Though modern American protests have a different identity from vivacious 1960s counterculture journalism, the notion that underground culture is dead is misdirected. The American underground culture still lives, it just evolved into something else, something the generations of today can relate to. With hacktivist societies such as LulzSec and Anonymous now part of our culture, it’s hard to dismiss the power of the new counterculture spirit in the nation.

 

 

Remember the Occupy Wall Street protests? The similarity between the two movements is their ability to utilize existing means of mass communication. Occupy Wall Street inspired publications took cues from the 60s underground press to offer readers a holistic view that the mainstream media could not provide. The success of Occupy Wall Street was facilitated by social media which provided tools that allowed protestors to organize quickly.

 

 

The Role of American Underground Culture in The 60s

 

 

Counterculture in the 60s mobilized people to stand up and air their concerns when it mattered. During that time, America was at war in Vietnam and opposition from the American public was growing, and so was the number of civil rights movements in the country. Unlike mainstream media at the time, these publications addressed the public’s concerns in a way that the biggest newspapers in the country couldn’t.

 

 

Underground, popularly referred to as ‘Freaks’ — a name they happily embraced — was all about expression of authenticity through individualism.

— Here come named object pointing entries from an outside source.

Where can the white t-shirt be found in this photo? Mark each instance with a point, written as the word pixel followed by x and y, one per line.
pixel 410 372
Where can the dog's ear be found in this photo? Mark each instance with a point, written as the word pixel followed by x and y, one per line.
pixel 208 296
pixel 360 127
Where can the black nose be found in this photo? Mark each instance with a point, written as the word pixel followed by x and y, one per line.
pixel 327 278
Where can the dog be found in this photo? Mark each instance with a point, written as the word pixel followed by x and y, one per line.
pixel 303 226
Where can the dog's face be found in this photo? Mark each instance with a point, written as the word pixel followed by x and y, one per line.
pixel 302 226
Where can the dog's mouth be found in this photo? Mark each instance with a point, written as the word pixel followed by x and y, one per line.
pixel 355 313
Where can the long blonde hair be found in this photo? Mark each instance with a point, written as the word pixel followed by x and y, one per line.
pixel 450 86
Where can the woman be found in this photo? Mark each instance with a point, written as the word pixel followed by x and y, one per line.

They were deeply suspicious of the government and society, and to them, being true to oneself meant rejecting the middleclass culture. Hippies did not always agree with each other, but their desire for authenticity was the unifying force. The desire for a community as well as an insistence upon individualism were the major pillars of the 60s counterculture spirit.

 

 

The Fall of Underground Culture

 

 

The underground culture took a hit when mainstream media such as the Washington Post and the New York Times embraced investigative journalism in the 1970s. The notion that only the underground culture could report about political establishment and abuses by corporations was dispelled. However, the advent of the internet, social media, and its penetration has led to the emergence of progressive websites where readers and bloggers try to build a sense of belonging — as a community— but lack the energy of the 60s underground culture.